Arne Lohmann Rasmussen of A/S Global Risk Management told CNBC that traders had already priced in conflict risk and that an oversupplied market with weak seasonal demand would likely cap any Brent move to roughly US$1‑US$2 before prices drift lower.
Bob McNally of Rapidan Energy said on CNBC that even if roughly a third of Venezuela’s output is at risk, he does not see a “meaningful” short‑term threat to global supply.
For Canadian investors, the real story is what happens if Venezuela comes back as a heavy‑oil exporter in a few years.
Both Canada and Venezuela produce heavy crude that US refineries in the Midwest and Gulf Coast are designed to process, The Globe and Mail reported.
In 2013, the US imported about 1m barrels a day from Venezuela. Sanctions later cut those flows to almost nothing and pushed Caracas toward China.

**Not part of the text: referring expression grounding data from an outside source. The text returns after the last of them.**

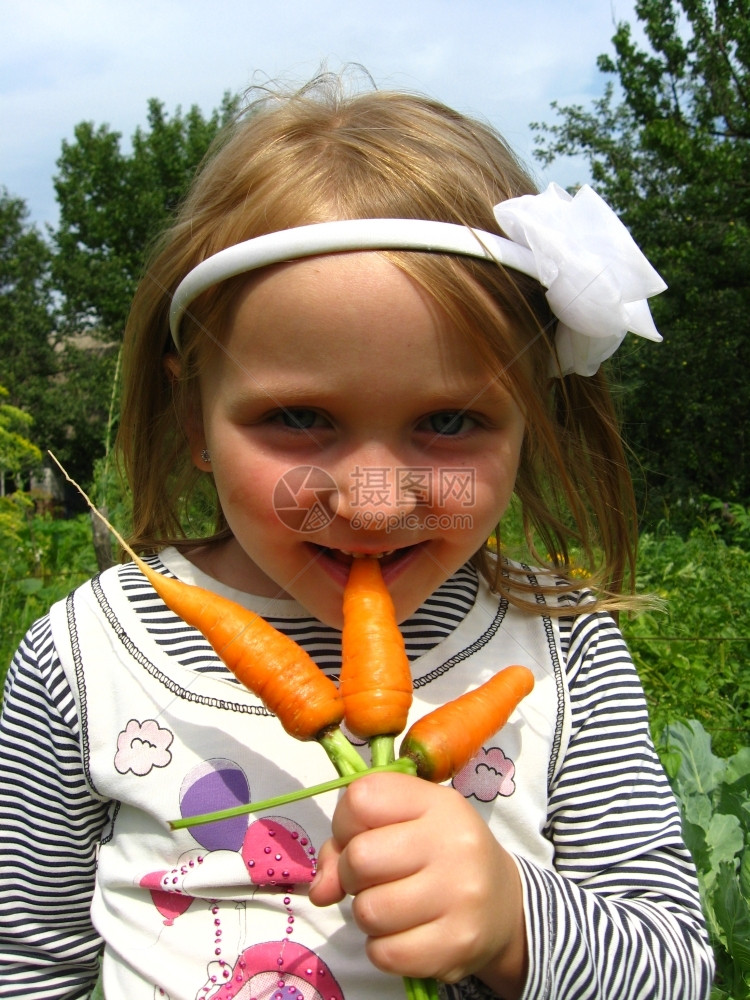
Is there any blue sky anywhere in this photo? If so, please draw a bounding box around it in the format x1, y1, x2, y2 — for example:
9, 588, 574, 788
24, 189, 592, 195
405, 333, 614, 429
2, 0, 640, 230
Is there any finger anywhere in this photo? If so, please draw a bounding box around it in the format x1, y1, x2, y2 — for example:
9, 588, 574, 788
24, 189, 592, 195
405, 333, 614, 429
331, 771, 438, 846
336, 820, 423, 896
364, 920, 453, 982
349, 871, 431, 937
362, 905, 502, 984
308, 838, 346, 907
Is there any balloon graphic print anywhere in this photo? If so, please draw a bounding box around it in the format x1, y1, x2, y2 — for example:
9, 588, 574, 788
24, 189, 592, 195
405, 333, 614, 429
209, 940, 345, 1000
179, 758, 251, 852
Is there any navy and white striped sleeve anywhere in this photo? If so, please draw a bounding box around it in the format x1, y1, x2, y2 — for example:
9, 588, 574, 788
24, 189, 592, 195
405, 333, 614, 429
512, 610, 714, 1000
0, 615, 110, 1000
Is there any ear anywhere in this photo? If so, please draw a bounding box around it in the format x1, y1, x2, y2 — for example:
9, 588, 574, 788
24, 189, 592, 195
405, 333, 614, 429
163, 354, 212, 472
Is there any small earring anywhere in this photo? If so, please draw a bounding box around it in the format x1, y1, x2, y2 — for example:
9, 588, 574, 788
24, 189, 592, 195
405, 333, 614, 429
201, 449, 211, 463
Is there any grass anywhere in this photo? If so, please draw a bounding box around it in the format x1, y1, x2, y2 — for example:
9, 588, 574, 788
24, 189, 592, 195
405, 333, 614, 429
625, 527, 750, 757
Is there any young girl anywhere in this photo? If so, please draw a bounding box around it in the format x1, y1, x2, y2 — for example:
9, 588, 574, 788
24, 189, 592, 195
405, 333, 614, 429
0, 74, 714, 1000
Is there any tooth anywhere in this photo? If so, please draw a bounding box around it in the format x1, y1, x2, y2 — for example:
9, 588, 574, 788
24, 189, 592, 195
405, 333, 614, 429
336, 550, 394, 559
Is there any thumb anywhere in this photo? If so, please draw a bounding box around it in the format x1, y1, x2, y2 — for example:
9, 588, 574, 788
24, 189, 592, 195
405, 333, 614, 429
309, 838, 346, 907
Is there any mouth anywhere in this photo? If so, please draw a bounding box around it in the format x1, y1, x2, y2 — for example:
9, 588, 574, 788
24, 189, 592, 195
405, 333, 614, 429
312, 543, 420, 569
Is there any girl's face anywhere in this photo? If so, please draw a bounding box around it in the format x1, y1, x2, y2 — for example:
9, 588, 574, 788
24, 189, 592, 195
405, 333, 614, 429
188, 253, 525, 627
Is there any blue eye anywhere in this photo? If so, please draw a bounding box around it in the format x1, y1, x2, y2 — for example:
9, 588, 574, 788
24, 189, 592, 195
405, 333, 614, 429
276, 408, 321, 430
426, 412, 472, 436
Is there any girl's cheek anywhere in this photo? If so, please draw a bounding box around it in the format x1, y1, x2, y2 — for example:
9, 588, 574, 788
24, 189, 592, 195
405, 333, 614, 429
221, 483, 278, 529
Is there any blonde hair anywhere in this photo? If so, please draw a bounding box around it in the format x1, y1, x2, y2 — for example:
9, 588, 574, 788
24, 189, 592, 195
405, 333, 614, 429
118, 72, 639, 614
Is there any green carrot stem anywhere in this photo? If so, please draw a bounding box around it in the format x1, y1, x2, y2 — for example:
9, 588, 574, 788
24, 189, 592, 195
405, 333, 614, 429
169, 758, 417, 830
372, 727, 441, 1000
370, 734, 396, 767
318, 725, 369, 775
403, 975, 441, 999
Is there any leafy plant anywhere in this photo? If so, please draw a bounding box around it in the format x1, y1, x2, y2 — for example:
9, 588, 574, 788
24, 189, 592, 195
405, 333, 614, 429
624, 527, 750, 757
703, 497, 750, 551
0, 508, 97, 689
0, 385, 42, 492
659, 720, 750, 999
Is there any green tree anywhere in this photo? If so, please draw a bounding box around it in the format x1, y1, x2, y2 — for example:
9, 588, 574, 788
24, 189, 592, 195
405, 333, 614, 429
53, 94, 240, 340
532, 0, 750, 524
0, 190, 59, 457
49, 94, 239, 486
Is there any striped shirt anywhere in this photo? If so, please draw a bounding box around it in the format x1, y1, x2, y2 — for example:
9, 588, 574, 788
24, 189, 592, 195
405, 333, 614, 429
0, 556, 714, 999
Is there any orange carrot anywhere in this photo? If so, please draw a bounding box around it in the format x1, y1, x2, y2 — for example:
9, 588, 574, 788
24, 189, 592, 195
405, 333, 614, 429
399, 665, 534, 783
340, 557, 413, 743
136, 565, 344, 742
49, 454, 344, 744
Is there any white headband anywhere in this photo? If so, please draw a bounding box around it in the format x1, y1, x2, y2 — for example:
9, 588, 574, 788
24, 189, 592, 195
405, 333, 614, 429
169, 183, 666, 377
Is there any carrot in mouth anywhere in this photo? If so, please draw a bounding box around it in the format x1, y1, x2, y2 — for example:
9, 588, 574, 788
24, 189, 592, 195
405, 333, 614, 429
340, 556, 413, 764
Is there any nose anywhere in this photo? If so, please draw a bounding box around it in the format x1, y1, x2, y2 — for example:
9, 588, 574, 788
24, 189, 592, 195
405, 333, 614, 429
327, 454, 423, 528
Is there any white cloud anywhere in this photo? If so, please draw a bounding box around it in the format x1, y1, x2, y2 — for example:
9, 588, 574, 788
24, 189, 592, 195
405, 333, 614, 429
1, 0, 640, 228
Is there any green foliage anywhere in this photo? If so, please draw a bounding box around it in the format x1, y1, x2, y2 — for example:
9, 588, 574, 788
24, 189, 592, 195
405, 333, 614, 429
57, 342, 122, 487
0, 386, 42, 489
658, 719, 750, 998
0, 504, 97, 688
46, 94, 238, 486
0, 189, 60, 466
52, 94, 240, 340
624, 527, 750, 757
532, 0, 750, 523
703, 497, 750, 550
0, 185, 122, 488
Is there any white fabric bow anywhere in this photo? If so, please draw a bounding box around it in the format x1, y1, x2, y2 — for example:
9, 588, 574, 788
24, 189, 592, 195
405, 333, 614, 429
495, 183, 666, 376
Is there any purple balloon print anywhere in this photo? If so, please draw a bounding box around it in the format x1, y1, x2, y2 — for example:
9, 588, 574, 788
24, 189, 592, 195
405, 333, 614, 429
179, 758, 251, 852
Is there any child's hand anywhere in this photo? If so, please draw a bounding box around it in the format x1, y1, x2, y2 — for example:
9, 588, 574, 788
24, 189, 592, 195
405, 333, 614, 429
309, 771, 527, 996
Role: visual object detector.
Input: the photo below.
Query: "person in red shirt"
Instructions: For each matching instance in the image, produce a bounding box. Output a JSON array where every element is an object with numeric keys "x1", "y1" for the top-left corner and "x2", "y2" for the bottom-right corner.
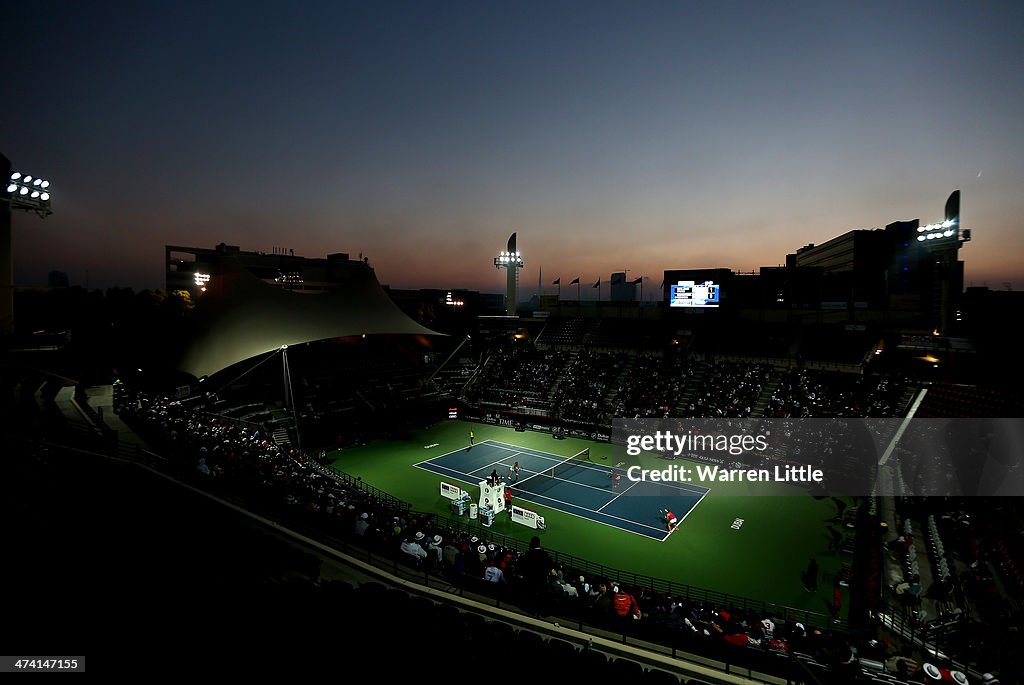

Over the same period, Canadian exports to the US rose from 2.7m barrels a day in 2013 to nearly 4.4m barrels a day by mid‑2024, before easing slightly below 4m barrels as volumes shifted to Asia via the expanded Trans Mountain pipeline, according to The Globe and Mail.
Rory Johnston of Commodity Context told The Globe and Mail that if sanctions ease, the main battleground for Canadian versus Venezuelan heavy crude would be the US Gulf Coast, where Canadian barrels already have a foothold.
He said increased Venezuelan supply could displace some Canadian volumes there, forcing more crude onto Trans Mountain – with higher tolls – or into re‑exports from the Gulf Coast, with added transport costs, and that in both cases Canadian producers would likely face lower realized netbacks.
Johnston added that Canada should still dominate the US Midwest thanks to its existing pipeline network.
At the same time, rebuilding Venezuela’s sector will not be quick.
Roxanna Vigil of the Council on Foreign Relations told CBC News it will take “years, if not a decade or more” and tens of billions of dollars to restore capacity.
Heather Exner‑Pirot of the Macdonald‑Laurier Institute told CBC News that production has “atrophied.” She pointed to the loss of skilled workers after Hugo Chavez fired thousands of PDVSA staff during the 2003 strike.
Legal and political risks also loom.
Columbia University law professor Matthew Waxman told CBC News that international law bars an occupying power from enriching itself with another state’s resources.
He raised the core question of “who really owns Venezuela’s oil?”
Exner‑Pirot told CTV News that Trump’s talk of “running” Venezuela is a medium‑term risk for Canada rather than an immediate threat, and said the Canadian sector should not “panic” but remain competitive.
She argued that Canada has always competed with other oil‑rich states and noted that Prime Minister Mark Carney and Alberta Premier Danielle Smith have been moving to diversify markets and keep Canadian producers competitive, as reported by CTV News.